For a number of years borrowers have been allowed unrestrained movement in the debt markets. This was largely due to huge demand from investors for high-yield products. The healthy profits and favourable market conditions helped companies to make their repayments and as a result, failure to pay was hardly an issue. This resulted in borrowers amounting huge pressure on banks to drop certain precautionary measures that they had adopted to protect themselves in the event of payment defaults.

At present however, investors are being very selective with their choice of investments. Lending institutions that had previously lent substantial amounts to finance huge deals, had done so on the premise of selling these loans on. A decrease in market demand has this week resulted in companies backtracking on two major deals due to close. Deals totaling $17 billion have been withdrawn in the past six weeks alone.
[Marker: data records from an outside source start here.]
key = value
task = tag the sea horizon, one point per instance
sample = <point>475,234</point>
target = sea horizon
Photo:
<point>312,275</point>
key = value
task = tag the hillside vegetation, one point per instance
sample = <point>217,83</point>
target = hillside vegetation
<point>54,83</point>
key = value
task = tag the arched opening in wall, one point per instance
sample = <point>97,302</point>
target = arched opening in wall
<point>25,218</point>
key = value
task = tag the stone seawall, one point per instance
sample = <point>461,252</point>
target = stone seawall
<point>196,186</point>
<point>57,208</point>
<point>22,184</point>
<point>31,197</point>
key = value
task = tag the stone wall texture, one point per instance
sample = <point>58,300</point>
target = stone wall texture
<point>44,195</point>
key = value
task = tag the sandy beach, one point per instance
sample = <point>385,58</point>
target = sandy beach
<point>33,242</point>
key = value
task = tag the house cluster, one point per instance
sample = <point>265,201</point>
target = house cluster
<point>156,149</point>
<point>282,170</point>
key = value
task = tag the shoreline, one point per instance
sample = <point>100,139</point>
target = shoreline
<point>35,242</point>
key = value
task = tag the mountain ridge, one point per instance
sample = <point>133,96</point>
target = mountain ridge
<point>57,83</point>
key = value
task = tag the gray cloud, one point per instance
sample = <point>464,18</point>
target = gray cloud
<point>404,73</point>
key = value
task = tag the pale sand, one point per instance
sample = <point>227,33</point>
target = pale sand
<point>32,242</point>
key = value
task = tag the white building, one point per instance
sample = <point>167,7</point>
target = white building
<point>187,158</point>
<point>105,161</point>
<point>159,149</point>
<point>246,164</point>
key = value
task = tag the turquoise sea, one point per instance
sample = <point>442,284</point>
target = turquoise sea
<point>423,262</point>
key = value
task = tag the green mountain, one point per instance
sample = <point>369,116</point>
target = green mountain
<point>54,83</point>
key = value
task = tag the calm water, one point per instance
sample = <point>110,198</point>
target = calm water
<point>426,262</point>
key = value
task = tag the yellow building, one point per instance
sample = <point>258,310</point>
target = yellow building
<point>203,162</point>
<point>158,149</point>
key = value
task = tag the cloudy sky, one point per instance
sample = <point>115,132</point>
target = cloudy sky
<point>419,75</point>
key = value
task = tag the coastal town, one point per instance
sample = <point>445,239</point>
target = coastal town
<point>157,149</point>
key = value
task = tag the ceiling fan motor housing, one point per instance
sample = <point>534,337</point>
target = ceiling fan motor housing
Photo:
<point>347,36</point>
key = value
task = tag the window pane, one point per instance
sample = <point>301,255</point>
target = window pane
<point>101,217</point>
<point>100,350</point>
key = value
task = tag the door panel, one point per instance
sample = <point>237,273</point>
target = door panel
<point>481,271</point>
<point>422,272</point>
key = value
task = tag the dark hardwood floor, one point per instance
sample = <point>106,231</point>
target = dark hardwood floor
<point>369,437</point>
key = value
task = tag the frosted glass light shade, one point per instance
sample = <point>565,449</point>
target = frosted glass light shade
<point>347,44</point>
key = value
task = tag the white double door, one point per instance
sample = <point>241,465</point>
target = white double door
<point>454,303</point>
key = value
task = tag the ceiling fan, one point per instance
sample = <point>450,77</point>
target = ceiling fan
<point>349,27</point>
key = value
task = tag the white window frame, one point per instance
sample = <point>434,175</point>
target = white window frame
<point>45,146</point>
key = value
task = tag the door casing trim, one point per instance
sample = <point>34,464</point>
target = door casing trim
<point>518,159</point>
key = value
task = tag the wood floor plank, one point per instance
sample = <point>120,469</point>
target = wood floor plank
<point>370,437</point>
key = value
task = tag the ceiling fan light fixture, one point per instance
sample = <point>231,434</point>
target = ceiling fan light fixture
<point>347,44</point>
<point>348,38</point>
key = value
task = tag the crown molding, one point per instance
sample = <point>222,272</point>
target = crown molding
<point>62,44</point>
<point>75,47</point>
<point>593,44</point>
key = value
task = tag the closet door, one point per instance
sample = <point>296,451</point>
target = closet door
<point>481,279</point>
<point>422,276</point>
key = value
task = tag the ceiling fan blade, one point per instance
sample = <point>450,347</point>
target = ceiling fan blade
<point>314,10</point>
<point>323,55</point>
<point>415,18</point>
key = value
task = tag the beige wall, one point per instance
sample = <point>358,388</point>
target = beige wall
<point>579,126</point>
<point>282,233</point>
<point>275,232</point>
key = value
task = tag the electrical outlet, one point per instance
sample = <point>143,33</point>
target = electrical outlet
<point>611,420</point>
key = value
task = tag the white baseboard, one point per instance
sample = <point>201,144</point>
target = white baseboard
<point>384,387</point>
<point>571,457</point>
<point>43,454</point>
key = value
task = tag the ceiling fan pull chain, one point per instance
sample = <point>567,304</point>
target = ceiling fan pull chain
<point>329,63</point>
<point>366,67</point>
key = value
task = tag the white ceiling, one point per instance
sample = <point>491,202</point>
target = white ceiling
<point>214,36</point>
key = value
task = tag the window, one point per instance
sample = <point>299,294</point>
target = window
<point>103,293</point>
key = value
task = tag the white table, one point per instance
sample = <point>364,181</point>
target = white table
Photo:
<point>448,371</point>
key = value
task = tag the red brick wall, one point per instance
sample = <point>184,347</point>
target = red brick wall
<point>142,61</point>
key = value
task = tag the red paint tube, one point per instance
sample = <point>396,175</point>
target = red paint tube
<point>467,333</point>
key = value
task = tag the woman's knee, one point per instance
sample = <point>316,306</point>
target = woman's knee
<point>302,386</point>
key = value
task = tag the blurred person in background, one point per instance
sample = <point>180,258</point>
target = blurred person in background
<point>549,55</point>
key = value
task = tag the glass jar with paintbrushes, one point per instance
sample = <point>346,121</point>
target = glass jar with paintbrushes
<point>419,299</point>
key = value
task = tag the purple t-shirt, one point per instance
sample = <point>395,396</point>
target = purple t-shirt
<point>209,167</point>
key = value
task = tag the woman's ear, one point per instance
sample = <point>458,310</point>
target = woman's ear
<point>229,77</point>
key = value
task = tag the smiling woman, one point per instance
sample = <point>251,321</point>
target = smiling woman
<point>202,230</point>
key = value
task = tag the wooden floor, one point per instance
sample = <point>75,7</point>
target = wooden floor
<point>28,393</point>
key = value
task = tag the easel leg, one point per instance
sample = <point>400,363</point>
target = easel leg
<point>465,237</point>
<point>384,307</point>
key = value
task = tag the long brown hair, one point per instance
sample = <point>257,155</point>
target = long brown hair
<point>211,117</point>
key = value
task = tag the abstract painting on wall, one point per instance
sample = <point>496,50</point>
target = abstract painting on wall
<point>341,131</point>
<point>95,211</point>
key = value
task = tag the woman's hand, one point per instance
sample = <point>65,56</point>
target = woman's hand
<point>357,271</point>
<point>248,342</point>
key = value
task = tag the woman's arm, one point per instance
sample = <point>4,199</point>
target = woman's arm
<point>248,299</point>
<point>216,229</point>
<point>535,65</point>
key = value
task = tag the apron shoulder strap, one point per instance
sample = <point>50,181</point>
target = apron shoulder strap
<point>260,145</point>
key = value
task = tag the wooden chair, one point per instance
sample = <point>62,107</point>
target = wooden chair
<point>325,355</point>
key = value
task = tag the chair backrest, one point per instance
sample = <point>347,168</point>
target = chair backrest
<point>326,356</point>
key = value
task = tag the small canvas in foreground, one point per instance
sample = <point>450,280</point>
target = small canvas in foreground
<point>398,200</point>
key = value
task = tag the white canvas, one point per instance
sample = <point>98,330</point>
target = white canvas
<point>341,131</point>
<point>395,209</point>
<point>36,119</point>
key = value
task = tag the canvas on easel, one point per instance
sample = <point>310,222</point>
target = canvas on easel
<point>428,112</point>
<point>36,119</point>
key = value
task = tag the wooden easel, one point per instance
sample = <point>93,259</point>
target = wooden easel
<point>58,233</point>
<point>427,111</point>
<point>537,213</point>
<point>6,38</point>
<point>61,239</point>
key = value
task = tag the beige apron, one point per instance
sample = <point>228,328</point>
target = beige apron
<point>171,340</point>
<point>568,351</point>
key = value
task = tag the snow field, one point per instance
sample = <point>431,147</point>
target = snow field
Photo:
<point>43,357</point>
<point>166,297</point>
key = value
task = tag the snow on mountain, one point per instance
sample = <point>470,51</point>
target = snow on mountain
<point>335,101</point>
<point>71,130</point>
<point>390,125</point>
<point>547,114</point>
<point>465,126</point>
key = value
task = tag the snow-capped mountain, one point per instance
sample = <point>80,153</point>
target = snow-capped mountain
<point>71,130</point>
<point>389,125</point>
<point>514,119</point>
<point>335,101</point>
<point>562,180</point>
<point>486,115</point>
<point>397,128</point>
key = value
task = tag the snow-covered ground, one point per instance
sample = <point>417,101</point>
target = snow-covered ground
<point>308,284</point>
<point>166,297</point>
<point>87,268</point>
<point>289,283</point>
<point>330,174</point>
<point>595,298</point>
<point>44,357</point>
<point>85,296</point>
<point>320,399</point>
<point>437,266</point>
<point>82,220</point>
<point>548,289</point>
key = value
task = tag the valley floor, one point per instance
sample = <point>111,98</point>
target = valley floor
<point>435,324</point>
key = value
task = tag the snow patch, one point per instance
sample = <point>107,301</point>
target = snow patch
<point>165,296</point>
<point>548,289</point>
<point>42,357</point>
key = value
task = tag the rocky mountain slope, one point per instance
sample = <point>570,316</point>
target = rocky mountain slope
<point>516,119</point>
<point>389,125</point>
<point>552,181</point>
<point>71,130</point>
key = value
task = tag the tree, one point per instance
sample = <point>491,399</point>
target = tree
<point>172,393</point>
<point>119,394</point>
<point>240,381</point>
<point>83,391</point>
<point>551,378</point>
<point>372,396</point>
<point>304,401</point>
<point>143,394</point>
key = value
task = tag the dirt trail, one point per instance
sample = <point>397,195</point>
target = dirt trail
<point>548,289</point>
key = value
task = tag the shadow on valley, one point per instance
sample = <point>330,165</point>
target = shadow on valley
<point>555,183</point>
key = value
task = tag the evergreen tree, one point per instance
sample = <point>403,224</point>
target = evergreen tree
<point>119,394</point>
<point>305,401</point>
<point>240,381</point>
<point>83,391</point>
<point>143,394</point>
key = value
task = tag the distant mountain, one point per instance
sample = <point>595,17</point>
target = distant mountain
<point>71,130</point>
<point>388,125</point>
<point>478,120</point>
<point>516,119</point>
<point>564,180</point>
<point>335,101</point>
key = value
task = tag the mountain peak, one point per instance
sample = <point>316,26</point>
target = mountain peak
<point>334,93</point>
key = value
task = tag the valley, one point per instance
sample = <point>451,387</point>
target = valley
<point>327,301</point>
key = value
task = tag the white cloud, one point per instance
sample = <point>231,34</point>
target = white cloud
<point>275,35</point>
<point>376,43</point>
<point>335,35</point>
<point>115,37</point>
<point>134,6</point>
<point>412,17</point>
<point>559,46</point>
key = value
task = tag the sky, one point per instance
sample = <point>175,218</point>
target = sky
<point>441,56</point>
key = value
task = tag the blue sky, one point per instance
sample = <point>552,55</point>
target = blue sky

Many are citing the difficulties in the US subprime mortgage market as the principal cause of this change in behaviour. Here, defaults have increased vastly and have resulted in the downfall of several hedge funds. There have also been claims that failure to pay is a problem that has also spread to conventional loans in recent weeks, which is worrying as investors become nervous and tend to back away from investment commitments when even one area of their portfolio is experiences problems.

According to some ratings agencies, nearly $1 trillion has been raised in European credit markets in the first six months of this year and that there are a further $200 billion in deals currently in the pipeline. As a result of this, investors are seeking out higher yields. Credit default swaps spreads in the European high yield market are currently wide enough to cover the mean historic default rate. The US boasts an even higher level of spreads. If spreads are put under too much pressure however, this could cause significant flagging in the world economy. Corporate profits are also not exercising the same levels of growth that they have previously shown, which many banks will find worrying and may cause them to hold back before deciding to provide the funding for large deals in the future.